Once I graduated, I went right into applying for jobs. I spruced up my resume and tried to build a professional network. While all of these things are important, I realize now that they should not have been my main focus. My main focus at that time should have been me. For almost 18 years, I was a student. Constantly being defined by the school calendar and filling my time with irrelevant tasks to obtain good grades and maintain the goal and achievement of scholarship in college.

What I didn’t realize right out of college would be that for that short period of time, I essentially didn’t have any mandated activities to tend to. Yes, I had a job as a sales associate in a local boutique, but that job barely defined who I was. The world was my playground, and I let it slip through my fingers. My only focuses for the seven months leading up to my interview were everything but for my self as an individual. These focuses didn’t help define me, or help me discover some secret passion I didn’t know I had. These focuses got me a career, yes; but they didn’t allow me to just be me for once. They forced me to be a desirable employee, a hot item on the job market. Not the jean-wearing, white t-shirt with a Nikon strapped over my shoulder kind of gal.

Something else people don’t tell you at graduation – it’s f*cking hard to get a job. I graduated undergrad a year early with a 3.95 GPA. I thought I had it all! I went on a total of FIFTEEN interviews at various companies for various positions before I landed where I am today. Not to mention I applied for a total of 37 jobs – only 15 of which I got a call for an interview. Do. Not. Get.

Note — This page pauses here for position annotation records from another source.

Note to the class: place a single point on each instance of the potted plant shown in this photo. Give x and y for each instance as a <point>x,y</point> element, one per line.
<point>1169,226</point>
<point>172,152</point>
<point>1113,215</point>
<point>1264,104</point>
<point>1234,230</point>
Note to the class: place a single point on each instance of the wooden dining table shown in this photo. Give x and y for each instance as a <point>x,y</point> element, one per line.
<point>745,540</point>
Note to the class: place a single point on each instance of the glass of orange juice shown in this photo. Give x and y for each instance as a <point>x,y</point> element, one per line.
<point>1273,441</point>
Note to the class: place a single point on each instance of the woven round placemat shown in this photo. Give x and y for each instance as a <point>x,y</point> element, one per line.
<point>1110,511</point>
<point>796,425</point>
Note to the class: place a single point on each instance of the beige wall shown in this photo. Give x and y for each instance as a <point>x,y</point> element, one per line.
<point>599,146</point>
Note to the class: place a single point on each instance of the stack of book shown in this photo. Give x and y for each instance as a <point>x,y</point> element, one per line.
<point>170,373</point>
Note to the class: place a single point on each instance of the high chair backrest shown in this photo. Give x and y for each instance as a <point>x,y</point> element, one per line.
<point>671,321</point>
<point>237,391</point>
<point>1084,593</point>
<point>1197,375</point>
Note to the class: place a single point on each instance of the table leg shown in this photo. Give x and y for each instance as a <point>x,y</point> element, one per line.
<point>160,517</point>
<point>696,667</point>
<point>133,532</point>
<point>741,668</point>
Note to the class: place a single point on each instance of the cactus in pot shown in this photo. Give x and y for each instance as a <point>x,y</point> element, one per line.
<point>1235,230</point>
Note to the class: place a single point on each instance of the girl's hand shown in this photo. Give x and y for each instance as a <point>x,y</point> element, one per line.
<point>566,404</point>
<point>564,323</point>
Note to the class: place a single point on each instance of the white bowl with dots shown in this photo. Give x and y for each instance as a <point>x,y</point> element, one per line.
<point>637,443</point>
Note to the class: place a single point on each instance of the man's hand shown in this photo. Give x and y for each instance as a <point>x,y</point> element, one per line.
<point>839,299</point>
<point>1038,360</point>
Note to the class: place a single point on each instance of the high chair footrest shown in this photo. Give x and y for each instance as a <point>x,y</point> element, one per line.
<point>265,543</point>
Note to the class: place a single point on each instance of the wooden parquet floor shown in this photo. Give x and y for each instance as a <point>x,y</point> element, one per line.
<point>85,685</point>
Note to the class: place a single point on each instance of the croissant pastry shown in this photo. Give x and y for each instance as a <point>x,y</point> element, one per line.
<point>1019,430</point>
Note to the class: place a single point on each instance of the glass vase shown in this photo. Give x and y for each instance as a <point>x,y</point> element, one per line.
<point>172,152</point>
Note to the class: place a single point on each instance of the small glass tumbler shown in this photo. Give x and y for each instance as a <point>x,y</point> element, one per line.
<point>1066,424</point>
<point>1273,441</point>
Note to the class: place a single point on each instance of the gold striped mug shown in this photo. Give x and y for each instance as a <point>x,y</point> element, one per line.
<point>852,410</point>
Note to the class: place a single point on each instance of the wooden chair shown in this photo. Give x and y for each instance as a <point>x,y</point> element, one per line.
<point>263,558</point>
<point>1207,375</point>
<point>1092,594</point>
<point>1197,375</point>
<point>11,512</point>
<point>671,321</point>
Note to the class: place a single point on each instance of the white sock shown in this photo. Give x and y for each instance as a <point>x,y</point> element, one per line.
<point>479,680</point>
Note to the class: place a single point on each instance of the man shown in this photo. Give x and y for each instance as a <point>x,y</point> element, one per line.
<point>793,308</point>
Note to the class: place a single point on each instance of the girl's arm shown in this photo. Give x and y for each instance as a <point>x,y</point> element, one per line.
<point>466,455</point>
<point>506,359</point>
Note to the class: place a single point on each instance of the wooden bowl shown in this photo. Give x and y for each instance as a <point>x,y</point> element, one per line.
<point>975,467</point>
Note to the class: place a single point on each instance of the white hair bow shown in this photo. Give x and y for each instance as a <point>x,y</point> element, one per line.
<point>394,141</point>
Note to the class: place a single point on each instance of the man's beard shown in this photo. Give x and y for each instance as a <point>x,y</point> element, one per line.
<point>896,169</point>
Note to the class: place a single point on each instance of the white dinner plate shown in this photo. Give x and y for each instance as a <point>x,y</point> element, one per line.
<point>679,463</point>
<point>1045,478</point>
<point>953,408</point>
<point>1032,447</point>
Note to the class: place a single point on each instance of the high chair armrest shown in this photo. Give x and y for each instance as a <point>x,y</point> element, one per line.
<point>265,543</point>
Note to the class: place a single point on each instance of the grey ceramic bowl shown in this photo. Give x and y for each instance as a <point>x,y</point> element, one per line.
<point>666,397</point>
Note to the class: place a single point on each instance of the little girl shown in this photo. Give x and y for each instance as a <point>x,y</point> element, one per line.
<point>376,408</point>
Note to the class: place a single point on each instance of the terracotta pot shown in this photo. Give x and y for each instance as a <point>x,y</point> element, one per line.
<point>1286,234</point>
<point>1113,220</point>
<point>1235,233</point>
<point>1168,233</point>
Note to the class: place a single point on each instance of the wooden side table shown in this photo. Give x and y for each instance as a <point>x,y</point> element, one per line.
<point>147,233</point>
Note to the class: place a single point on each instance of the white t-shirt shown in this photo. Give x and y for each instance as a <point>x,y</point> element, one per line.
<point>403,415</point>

Discouraged.

When it does become time to sit down and start applying for a career, do not let the turn-away notices dismay you. It is easy to let them, but assure yourself that you’ll land right where you’re meant to with time. 

I also learned from the whole job-seeking experience that it is not what you know, it’s who you know. You have heard this saying time and time again, but you will see in the job-seeking world, it truly comes to life. That being said, when you’re taking this year or so off, doing whatever it is you do that makes you fulfilled and happy – meet people. Talk to that guy on the train or that woman at the coffee shop. Sit next to a stranger on the park bench and spark up conversation. They may look at you weird and walk away, or they may talk back to you, perhaps allowing you to discover that they are some CEO of a start-up or large incorporation, and voila! You strike an interview just like that.

So I leave you young, strong-willed, successful college graduates with this. Do not let your job make you who you are. Make who you are influence your job. Take a day off here and there, enjoy the summers and never stop looking. Just because you land a career in one place does not give you a lifetime contractual agreement that you must stay there forever. Keep looking, keep discovering, and through that, you will find yourself. Congratulations class of 2017!